Paola Romano, pittrice e scultrice. Come comincia questa storia?

“Questa storia comincia tra le pareti di un negozio di parrucchiere a Roma Nord. Paola Romano (io) faceva la podologa. Paola Romano (io) forse non sapeva, non prevedeva ancora quel che sarebbe accaduto nel suo futuro. Ma Paola Romano (io) amava disegnare, le piaceva dipingere”.

Andiamo avanti?

“Sì, andiamo: copiavo (meglio: reinterpretavo) le locandine pubblicitarie che affollavano le vetrine del negozio: profumi, balsami, shampoo, creme… Le clienti si accorsero dei miei lavori, iniziarono a chiedermene, a fare “ordinazioni”. Cominciò così. Mi iscrissi poi alla RUFA di via Benaco (Rome University of Fine Arts, e siamo sempre a Roma Nord), accademia riconosciuta dal Miur. Da cosa nasce cosa, cominciai a farmi notare da qualche critico, qualche gallerista. La prima mostra? Alla Galleria dei Leoni di via Margutta. Non mi chieda le date, per carità. A spanne direi che siamo alla fine degli anni ‘90”.

Siamo ancora al pennello, ai quadri. Poi arriverà la Luna; le lune di Paola. Come, dove, perché…?

“Ho sempre amato la fantascienza, l’astronomia, l’idea dell’Universo dove siamo sospesi come granelli minuscoli, insignificanti al cospetto delle “misure” cosmiche. Quella notte del ’69 me la ricordo bene; tutti guardavano l’Uomo, io guardavo la Luna. Ecco, a grandi linee è andata così. È andata che mi piaceva – mi piace – studiare, toccare, modellare la materia; addomesticarla, schiacciarla, farla mia…”.

Paola si ferma un attimo, chiede una pausa. Perché ricordare, rivangare nomi di gallerie, date, premi non le piace troppo. “Che giorno era, dove, con chi… Che importanza ha?”.

Le concediamo la pausa, continuiamo noi. Dopo la Rufa Paola iniziò (siamo intorno al 2000) a creare le sue opere fortemente materiche: toccare, soppesare, “sentire” la materia. Ci siamo; siamo alla Luna, anzi “le” lune: planimetrie, plastiche, la serie “zoom”… Le lune di Paola riempiranno i cieli di via Margutta poi andranno a New York, alla Biennale di Venezia (2011: il Padiglione Italia lo curava Sgarbi, non proprio uno che si accontenta di poco…). L’anno scorso una mostra nella “Grande Mela” e per l’anno prossimo Paola è già stata “prenotata” per l’Expo di Dubai.

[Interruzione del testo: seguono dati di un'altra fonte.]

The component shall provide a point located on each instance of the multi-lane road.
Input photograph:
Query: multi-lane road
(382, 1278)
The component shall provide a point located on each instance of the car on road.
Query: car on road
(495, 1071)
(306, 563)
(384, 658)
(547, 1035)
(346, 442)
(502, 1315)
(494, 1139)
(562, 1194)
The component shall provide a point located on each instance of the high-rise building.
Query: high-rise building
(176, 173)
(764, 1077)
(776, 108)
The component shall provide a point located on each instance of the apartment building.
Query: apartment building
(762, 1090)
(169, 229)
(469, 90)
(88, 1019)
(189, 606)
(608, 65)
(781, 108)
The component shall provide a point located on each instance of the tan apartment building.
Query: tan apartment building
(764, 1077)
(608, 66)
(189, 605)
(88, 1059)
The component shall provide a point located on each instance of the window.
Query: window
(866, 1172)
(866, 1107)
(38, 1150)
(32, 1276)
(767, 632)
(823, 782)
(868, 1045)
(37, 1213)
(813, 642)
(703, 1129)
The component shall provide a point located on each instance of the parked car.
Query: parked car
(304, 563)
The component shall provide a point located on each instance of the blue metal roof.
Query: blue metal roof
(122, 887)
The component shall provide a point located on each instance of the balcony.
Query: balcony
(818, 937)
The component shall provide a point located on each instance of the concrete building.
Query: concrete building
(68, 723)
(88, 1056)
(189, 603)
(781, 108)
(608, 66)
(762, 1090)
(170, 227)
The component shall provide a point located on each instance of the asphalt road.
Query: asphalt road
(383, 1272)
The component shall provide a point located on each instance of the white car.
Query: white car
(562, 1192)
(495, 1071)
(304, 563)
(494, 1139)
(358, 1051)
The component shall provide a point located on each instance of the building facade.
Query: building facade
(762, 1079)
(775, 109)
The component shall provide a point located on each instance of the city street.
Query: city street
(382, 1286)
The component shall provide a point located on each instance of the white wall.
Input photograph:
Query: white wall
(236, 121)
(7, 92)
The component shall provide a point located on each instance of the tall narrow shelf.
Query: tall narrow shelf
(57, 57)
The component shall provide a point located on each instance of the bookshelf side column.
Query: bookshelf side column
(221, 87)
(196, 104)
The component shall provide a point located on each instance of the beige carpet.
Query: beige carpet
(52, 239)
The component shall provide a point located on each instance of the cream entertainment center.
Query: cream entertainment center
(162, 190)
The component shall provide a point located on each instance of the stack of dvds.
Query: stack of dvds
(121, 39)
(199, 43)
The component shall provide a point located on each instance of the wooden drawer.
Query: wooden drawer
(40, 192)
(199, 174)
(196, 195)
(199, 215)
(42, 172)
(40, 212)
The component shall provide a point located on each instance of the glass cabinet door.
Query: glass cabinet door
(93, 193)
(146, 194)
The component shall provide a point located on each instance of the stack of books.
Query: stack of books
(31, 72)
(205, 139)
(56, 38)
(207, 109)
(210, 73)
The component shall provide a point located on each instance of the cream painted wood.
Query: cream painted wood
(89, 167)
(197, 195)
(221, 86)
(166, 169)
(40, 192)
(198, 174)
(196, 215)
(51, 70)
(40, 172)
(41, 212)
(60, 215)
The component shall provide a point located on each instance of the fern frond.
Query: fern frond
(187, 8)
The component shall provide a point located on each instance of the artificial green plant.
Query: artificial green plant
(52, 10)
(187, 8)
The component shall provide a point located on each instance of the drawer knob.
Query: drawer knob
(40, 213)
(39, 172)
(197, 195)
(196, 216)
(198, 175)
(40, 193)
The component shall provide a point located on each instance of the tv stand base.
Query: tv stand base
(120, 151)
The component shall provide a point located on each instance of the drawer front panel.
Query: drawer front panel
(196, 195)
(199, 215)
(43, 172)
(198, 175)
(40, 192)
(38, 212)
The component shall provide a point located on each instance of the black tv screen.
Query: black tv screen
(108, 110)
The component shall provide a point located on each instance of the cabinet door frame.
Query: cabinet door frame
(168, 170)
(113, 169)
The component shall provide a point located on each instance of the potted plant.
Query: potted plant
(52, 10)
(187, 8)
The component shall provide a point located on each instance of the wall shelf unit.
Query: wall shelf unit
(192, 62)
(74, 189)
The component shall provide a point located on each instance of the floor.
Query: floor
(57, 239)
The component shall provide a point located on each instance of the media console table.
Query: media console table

Le lune di Paola sono un impasto di legno, cenere, sassi, sale grosso. Materia e ruvidità, come fu per chi – cinquant’anni or sono – fece quella celebre passeggiata.

Luna da appendere o da “abitare”, tridimensionale. Luna che Paola ha trascinato sulla Terra senza violarla, “violentarla”, renderla prosaica.

Quanto è difficile, Paola, trasformare una passione nel proprio lavoro?

“Difficilissimo, specie nel nostro ambiente. Amo la schiettezza, ergo qui lo dico e qui lo confermo: spesso e volentieri i galleristi si fanno pagare; e si fanno pagare, salatissimamente, i critici, per recensirti. Non faccio nomi (li ha fatti per la verità, ma noi per stavolta li tacciamo) ma le cose, cari signori, stanno anche così”.

Vuol dire che chi ha vent’anni oggi, volendo prendere questa strada è meglio che rinunci?

“No, non esageriamo: se ci metti passione, se ci credi prima o poi ce la farai. Fare gavetta, tanta gavetta. Gavetta e umiltà. Nessuno ti regala niente, e questo non è uno scoop”.

Siamo avvertiti: inutile pretendere; inutile chiedere… la Luna. Accontentiamoci di passeggiare sulle lune di Paola.